We have frequently recognized and exercised our independent constitutional responsibility to supervise the processes by which justice is administered in our criminal courts.
Notable examples include this court’s decisions in Polly v. State, 355 N.W.2d 849 (Iowa 1984) (adopting cause and prejudice standard for state collateral review proceedings), State v. Reaves, 254 N.W.2d 488 (Iowa 1977) (establishing conditions precedent to challenge on appeal of guilty plea convictions), Brainard v. State, 222 N.W.2d 711 (Iowa 1974) (adding to standard for taking guilty pleas), State v. Martin, 217 N.W.2d 536 (Iowa 1974) (adopting standard for impeachment through use of prior convictions), and State v. Sisco, 169 N.W.2d 542 (Iowa 1969) (adopting rules governing taking of guilty pleas). In the present case, the question should not be whether the court should defer to the legislature but whether the rule advocated by defendant should be adopted in the interests of justice.
Cogent arguments exist to support defendant’s position.
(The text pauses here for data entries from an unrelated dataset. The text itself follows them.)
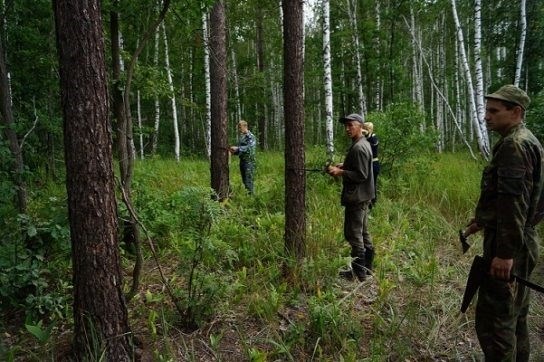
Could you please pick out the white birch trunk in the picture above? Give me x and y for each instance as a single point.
(172, 93)
(352, 12)
(521, 48)
(155, 138)
(208, 122)
(378, 82)
(327, 80)
(481, 131)
(440, 94)
(416, 63)
(478, 69)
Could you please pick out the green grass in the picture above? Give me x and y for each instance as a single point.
(408, 311)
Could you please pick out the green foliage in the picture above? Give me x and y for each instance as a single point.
(535, 116)
(41, 333)
(401, 135)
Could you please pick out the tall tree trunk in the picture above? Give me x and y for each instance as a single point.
(378, 101)
(261, 115)
(219, 165)
(155, 138)
(140, 129)
(236, 87)
(352, 12)
(6, 119)
(295, 212)
(478, 68)
(172, 94)
(327, 80)
(100, 314)
(479, 126)
(208, 121)
(521, 47)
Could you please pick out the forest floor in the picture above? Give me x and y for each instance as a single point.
(247, 311)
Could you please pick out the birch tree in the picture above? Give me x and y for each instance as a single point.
(478, 69)
(479, 126)
(295, 196)
(521, 46)
(352, 13)
(172, 93)
(156, 126)
(208, 118)
(327, 80)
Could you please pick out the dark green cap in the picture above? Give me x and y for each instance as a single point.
(512, 94)
(353, 117)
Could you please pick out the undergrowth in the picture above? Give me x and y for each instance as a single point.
(224, 261)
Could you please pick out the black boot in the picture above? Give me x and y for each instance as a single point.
(369, 260)
(357, 271)
(358, 267)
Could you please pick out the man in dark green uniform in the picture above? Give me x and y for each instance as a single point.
(246, 151)
(357, 191)
(510, 190)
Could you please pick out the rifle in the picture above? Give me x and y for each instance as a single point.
(476, 276)
(323, 169)
(463, 240)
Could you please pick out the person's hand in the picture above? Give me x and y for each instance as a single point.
(472, 228)
(334, 171)
(501, 268)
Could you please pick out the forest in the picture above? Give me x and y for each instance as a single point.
(126, 232)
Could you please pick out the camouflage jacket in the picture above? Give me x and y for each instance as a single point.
(510, 189)
(246, 147)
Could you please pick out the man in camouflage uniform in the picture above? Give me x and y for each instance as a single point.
(510, 190)
(357, 192)
(246, 151)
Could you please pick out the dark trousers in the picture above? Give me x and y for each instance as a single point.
(356, 229)
(246, 170)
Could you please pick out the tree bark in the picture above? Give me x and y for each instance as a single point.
(327, 80)
(172, 94)
(6, 119)
(207, 126)
(521, 47)
(261, 113)
(100, 314)
(481, 131)
(219, 165)
(295, 213)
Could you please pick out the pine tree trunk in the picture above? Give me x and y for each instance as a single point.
(100, 314)
(7, 121)
(219, 165)
(236, 87)
(295, 213)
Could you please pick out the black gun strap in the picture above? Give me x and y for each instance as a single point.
(529, 284)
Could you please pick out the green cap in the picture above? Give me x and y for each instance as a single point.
(512, 94)
(353, 117)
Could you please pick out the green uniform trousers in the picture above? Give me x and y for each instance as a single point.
(501, 311)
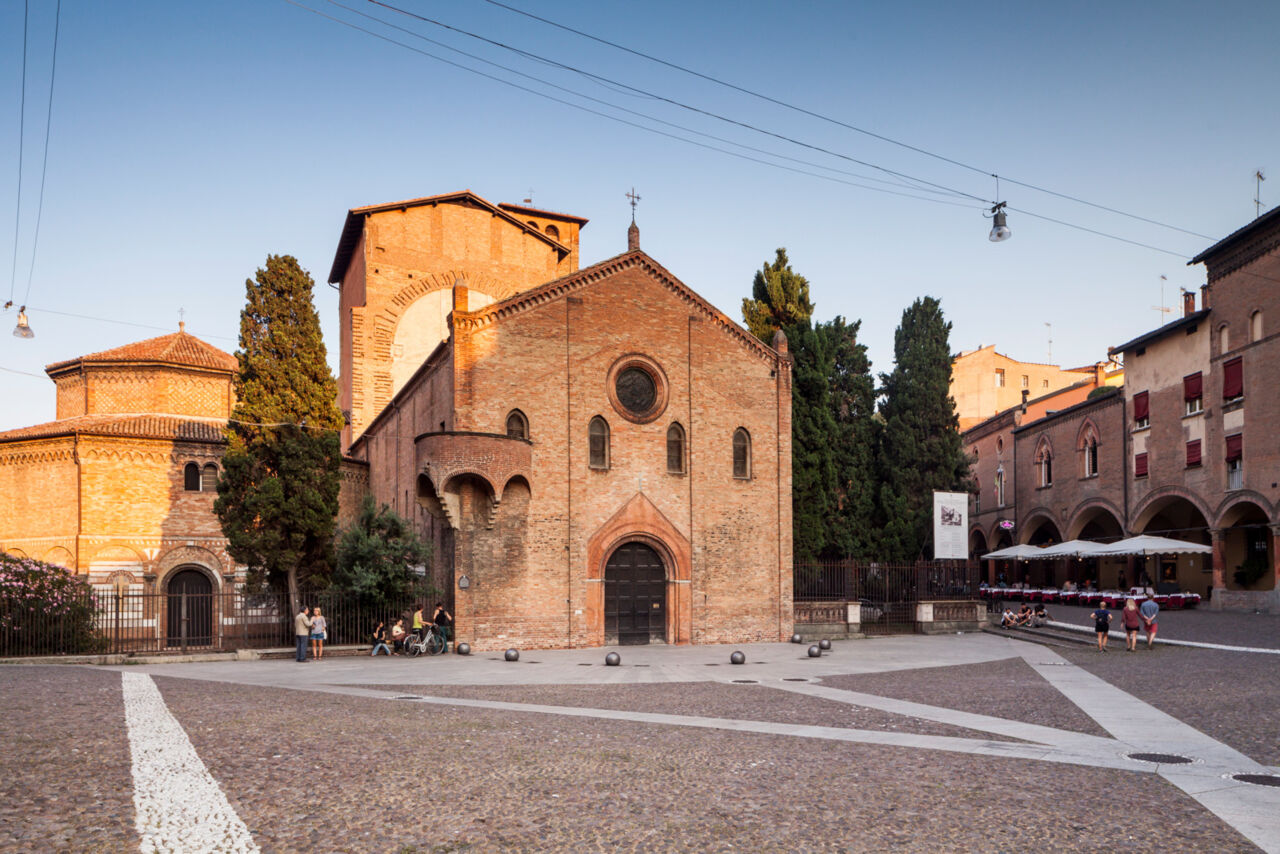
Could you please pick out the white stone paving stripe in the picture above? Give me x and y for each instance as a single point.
(178, 804)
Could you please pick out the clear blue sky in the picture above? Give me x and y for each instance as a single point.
(191, 140)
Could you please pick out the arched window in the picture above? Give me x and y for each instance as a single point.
(598, 435)
(1045, 465)
(676, 450)
(517, 425)
(741, 453)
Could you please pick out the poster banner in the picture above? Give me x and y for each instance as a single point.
(950, 525)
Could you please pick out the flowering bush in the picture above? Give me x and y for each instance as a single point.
(44, 608)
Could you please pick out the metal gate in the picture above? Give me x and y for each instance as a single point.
(635, 596)
(190, 621)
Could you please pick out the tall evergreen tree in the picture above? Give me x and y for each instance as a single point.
(780, 298)
(278, 493)
(851, 528)
(919, 448)
(813, 460)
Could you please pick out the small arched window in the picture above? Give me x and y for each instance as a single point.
(517, 425)
(741, 453)
(676, 450)
(598, 435)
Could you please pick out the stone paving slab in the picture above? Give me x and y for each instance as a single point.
(64, 762)
(1228, 695)
(344, 773)
(1009, 689)
(704, 699)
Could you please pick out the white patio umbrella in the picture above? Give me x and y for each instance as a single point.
(1150, 544)
(1073, 548)
(1015, 553)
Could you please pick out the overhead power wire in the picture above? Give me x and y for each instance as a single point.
(624, 109)
(621, 120)
(836, 122)
(676, 103)
(22, 136)
(44, 165)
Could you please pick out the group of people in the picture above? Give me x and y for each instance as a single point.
(1024, 616)
(1133, 617)
(310, 625)
(440, 619)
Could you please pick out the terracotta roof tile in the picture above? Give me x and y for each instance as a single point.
(141, 427)
(176, 348)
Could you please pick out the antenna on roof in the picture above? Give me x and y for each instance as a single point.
(1162, 309)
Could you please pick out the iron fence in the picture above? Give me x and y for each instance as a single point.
(128, 621)
(886, 592)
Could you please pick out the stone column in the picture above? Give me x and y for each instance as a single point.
(1219, 538)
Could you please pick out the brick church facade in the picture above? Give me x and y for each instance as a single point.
(598, 455)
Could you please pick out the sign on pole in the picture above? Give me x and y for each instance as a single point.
(950, 525)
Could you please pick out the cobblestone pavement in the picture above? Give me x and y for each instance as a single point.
(877, 749)
(708, 699)
(1006, 688)
(1230, 697)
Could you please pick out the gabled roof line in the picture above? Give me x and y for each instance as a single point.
(563, 286)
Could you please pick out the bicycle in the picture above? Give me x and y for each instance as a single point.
(430, 643)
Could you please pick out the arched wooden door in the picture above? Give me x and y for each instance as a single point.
(635, 596)
(191, 599)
Three members of this court found them persuasive in State v. Hughes, 200 N.W.2d 559 (Iowa 1972). I still believe that in an ideal system the practice now incorporated in ABA Standards, Sentencing Alternatives and Procedures 18-7.5 (2d ed.1980) should be adopted. Under that standard, when a revocation application is based solely on an alleged criminal law violation the revocation proceeding should be deferred until disposition of the charge. The probationer may be detained pending that disposition if the court finds public safety would otherwise be endangered. The probationer is given the option of a prompt revocation hearing. The problem, however, is that our system cannot accommodate the additional burdens of hearing time, trial time, and procedural complexity that this standard would probably impose. Because of resource shortages, our courts must struggle now to comply with postconvietion action and criminal case processing demands, and the additional burden would aggravate the situation. On this basis I agree with *16the court that we must reject the rule advocated by defendant.